Boardman native Erin Timms, 47, Thursday afternoon showed one of the former classrooms at Youngstown’s Calvin Center which she hopes by Sept. will be one of the seven rooms of her new hotel.

“So it’s a little big bigger than a regular hotel room. A lot of light and an open space,” said Timms.

Timms is educated in industrial archeology and historical preservation. She knows what she’s getting into.

“Some days it feels like, you have to have faith, but it feels like you’re going to fall off a cliff. You’re jumping into this hope that there’s going to be something that comes next,” said Timms.

The building opened in 1877 as Youngstown West Side Schools. One room has the original chalkboard. All the wooden floors and many of the doors are also original. Around 1950, the Hungarian Presbyterian Church next door bought the building and it became the Calvin Center.

“They buy the building and their plan was to turn it into a rec center and they did. They ran it for a number of years. They added the church and the gymnasium,” said Timms.
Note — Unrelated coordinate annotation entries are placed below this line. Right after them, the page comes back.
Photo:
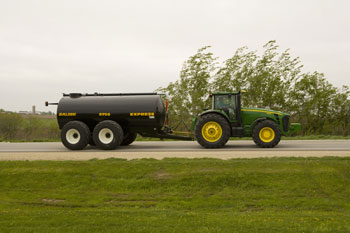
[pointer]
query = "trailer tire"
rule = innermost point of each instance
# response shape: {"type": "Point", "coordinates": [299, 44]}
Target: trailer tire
{"type": "Point", "coordinates": [212, 131]}
{"type": "Point", "coordinates": [266, 134]}
{"type": "Point", "coordinates": [75, 135]}
{"type": "Point", "coordinates": [108, 135]}
{"type": "Point", "coordinates": [128, 138]}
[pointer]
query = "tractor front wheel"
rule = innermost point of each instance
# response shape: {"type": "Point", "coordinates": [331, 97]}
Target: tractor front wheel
{"type": "Point", "coordinates": [266, 134]}
{"type": "Point", "coordinates": [212, 131]}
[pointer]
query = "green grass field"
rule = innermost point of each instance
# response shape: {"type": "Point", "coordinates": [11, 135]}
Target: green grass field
{"type": "Point", "coordinates": [176, 195]}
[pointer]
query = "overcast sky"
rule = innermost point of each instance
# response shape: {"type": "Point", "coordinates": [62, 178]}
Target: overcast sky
{"type": "Point", "coordinates": [51, 47]}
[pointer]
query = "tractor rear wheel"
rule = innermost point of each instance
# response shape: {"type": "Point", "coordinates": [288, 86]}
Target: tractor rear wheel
{"type": "Point", "coordinates": [266, 134]}
{"type": "Point", "coordinates": [108, 135]}
{"type": "Point", "coordinates": [212, 131]}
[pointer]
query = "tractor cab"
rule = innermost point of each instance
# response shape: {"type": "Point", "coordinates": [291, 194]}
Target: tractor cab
{"type": "Point", "coordinates": [229, 104]}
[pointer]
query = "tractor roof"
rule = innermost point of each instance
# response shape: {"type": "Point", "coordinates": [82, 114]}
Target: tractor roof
{"type": "Point", "coordinates": [227, 93]}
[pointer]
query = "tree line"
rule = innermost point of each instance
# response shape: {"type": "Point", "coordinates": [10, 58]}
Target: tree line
{"type": "Point", "coordinates": [271, 79]}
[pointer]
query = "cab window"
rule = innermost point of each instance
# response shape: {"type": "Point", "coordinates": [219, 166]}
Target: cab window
{"type": "Point", "coordinates": [226, 103]}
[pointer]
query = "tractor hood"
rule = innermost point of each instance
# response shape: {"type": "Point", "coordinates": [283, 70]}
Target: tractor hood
{"type": "Point", "coordinates": [262, 111]}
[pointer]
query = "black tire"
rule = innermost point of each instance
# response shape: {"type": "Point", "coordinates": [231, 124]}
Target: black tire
{"type": "Point", "coordinates": [203, 135]}
{"type": "Point", "coordinates": [269, 141]}
{"type": "Point", "coordinates": [75, 135]}
{"type": "Point", "coordinates": [108, 135]}
{"type": "Point", "coordinates": [91, 141]}
{"type": "Point", "coordinates": [128, 139]}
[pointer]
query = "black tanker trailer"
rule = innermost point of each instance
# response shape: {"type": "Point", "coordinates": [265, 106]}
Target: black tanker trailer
{"type": "Point", "coordinates": [111, 120]}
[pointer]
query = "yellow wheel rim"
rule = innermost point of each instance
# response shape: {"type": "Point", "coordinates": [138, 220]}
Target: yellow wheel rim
{"type": "Point", "coordinates": [211, 131]}
{"type": "Point", "coordinates": [266, 134]}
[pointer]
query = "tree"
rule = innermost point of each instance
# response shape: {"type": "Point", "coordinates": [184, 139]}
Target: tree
{"type": "Point", "coordinates": [272, 80]}
{"type": "Point", "coordinates": [190, 95]}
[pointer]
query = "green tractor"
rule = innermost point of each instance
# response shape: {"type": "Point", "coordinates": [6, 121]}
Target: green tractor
{"type": "Point", "coordinates": [227, 118]}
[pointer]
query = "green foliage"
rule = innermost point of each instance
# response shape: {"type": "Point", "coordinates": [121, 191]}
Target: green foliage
{"type": "Point", "coordinates": [176, 195]}
{"type": "Point", "coordinates": [272, 80]}
{"type": "Point", "coordinates": [10, 123]}
{"type": "Point", "coordinates": [190, 95]}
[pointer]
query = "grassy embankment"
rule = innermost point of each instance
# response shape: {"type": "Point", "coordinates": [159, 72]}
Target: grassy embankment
{"type": "Point", "coordinates": [176, 195]}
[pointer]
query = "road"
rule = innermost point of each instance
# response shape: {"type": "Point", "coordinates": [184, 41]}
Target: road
{"type": "Point", "coordinates": [188, 149]}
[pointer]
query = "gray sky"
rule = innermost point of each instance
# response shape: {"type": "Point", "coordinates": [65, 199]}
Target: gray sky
{"type": "Point", "coordinates": [53, 46]}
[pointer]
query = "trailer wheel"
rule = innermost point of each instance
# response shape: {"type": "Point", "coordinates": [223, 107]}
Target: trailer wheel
{"type": "Point", "coordinates": [212, 131]}
{"type": "Point", "coordinates": [75, 135]}
{"type": "Point", "coordinates": [108, 135]}
{"type": "Point", "coordinates": [266, 134]}
{"type": "Point", "coordinates": [128, 139]}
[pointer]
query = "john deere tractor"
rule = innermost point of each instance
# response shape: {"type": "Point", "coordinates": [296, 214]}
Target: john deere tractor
{"type": "Point", "coordinates": [227, 118]}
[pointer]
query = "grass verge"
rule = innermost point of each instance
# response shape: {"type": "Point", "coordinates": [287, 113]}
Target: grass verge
{"type": "Point", "coordinates": [176, 195]}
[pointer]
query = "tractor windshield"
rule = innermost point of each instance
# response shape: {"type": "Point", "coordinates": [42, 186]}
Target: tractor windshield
{"type": "Point", "coordinates": [227, 103]}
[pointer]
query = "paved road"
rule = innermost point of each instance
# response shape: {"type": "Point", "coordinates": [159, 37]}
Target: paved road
{"type": "Point", "coordinates": [187, 146]}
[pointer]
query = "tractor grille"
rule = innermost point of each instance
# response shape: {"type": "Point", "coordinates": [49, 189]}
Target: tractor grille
{"type": "Point", "coordinates": [285, 122]}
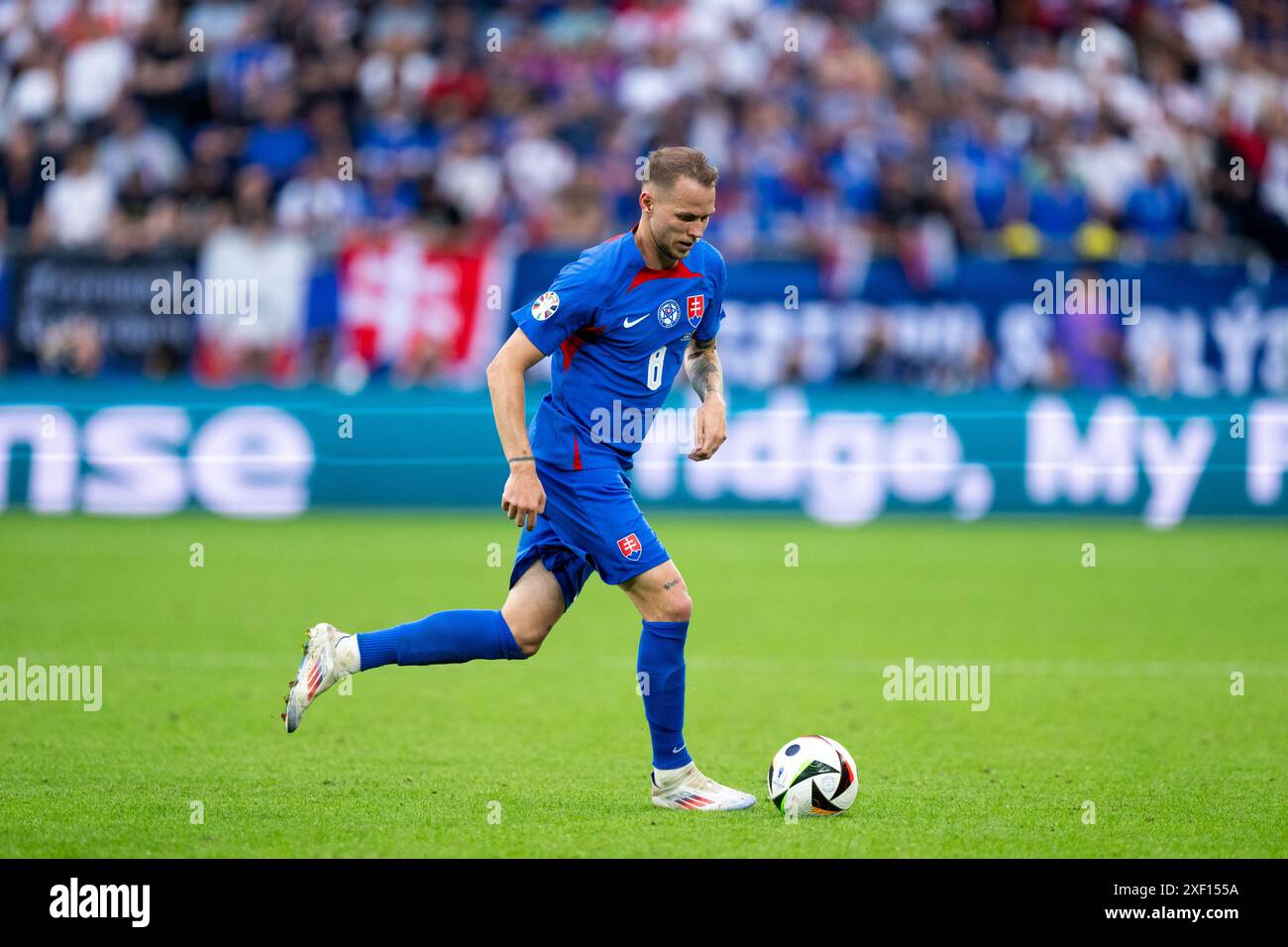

There’s a large room on the third floor that was the school’s auditorium.

“And they were kids so they didn’t care if they climbed the steps,” said Timms.

Timms plans to break this space into three hotel rooms. She’s already working on one of the bathrooms. She bought the building for $87,000 from her late brother’s estate. She’s already spent $60,000 on renovations and it’ll take another $190,000 to make it a hotel.

“It has great bones. It’s a beautiful building. It has amazing light and history to it, and there’s so little of this in Youngstown, and to preserve it and to get involved and be active really matters,” said Timms.

Timms hasn’t yet settled on a name for the hotel. She’s planning to keep the Calvin Center name for catered events in the gym and have another name for the hotel.